Fifth, supply chain transmission and restructuring. Steel export costs will be passed upstream (to raw materials) and downstream (to automotive, machinery, and home appliances), driving up overall manufacturing costs. Loss of EU market share may force enterprises to optimize export structures (by increasing high-end, low-carbon products) and expand into emerging markets, or trigger capacity relocation to avoid tariffs.
Sixth, transformation opportunities and competitive differentiation. CBAM implementation will accelerate the shift to green electricity, drive investment in low-carbon technologies like electric arc furnace steelmaking and carbon capture, utilization, and storage (CCUS). Short-process, low-carbon certified products will command premiums, hastening the phase-out of high-emission capacity and boosting the steel industry's energy efficiency and carbon management capabilities.

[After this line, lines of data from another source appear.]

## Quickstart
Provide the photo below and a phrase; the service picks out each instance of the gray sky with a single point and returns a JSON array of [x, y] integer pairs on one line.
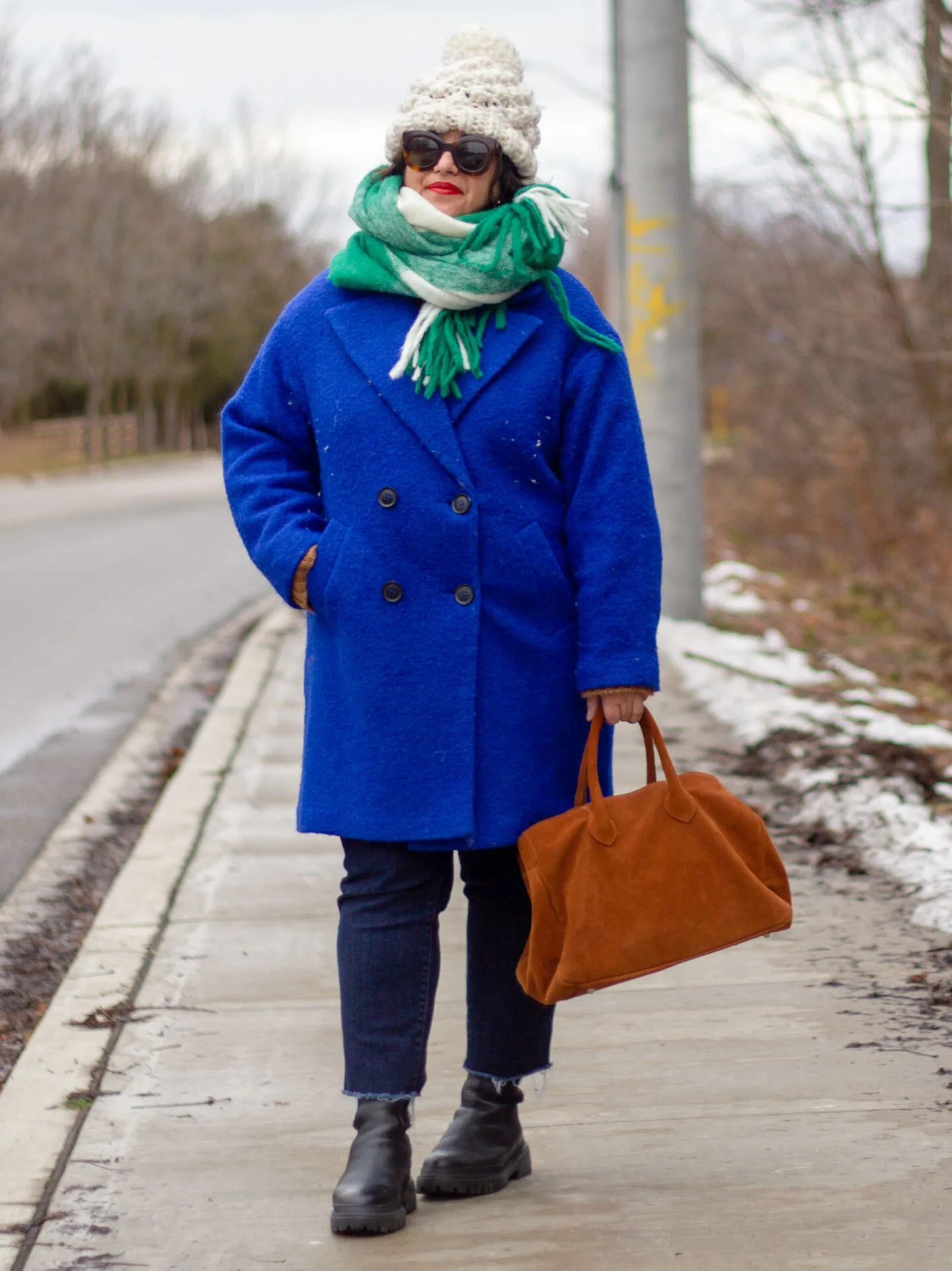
[[327, 75]]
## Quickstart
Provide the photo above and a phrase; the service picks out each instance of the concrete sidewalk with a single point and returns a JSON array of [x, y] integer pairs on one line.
[[729, 1114]]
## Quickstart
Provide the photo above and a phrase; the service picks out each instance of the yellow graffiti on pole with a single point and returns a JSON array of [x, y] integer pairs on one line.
[[649, 304]]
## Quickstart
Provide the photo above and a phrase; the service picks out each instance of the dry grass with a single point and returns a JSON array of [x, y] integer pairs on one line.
[[854, 613], [23, 456]]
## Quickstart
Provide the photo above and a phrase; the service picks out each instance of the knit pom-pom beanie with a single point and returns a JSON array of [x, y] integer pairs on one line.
[[478, 88]]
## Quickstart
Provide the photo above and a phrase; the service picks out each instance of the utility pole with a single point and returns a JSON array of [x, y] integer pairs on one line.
[[658, 303]]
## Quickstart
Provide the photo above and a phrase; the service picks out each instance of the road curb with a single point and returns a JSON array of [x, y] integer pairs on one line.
[[37, 1128]]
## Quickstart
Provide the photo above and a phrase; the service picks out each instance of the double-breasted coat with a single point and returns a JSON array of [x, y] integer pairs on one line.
[[479, 561]]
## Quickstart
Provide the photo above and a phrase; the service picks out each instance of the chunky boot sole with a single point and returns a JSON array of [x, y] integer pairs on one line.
[[467, 1181], [373, 1221]]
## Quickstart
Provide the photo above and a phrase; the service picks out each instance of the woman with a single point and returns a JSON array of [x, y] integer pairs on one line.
[[457, 491]]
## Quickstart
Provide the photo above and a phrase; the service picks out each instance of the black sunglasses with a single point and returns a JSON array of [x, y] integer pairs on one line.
[[471, 154]]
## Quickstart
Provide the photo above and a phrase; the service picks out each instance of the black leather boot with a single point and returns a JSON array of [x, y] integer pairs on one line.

Three Key Response Strategies
First, establish a carbon management system. Develop a product carbon emissions monitoring, reporting, and management system aligned with the EU's CBAM mechanism. Conduct carbon emissions data audits to avoid default values. Publish EPD reports and actively prepare environmental product declarations, enhancing data credibility through third-party certification to serve as a “green business card” for international markets. Participate in carbon market trading, actively engage in the national carbon emissions trading market, and reduce carbon costs through carbon quota trading.
Second, strengthen international cooperation. Promote mutual recognition by establishing internationally recognized EPD platforms, such as through communication and mutual acceptance with EPD platforms in Japan, Italy, Sweden, and other countries.
Third, optimize production processes. Develop guiding policies to support the development of electric arc furnace short-process steelmaking in eligible regions. Increase financial support for disruptive technologies like hydrogen metallurgy and CCUS.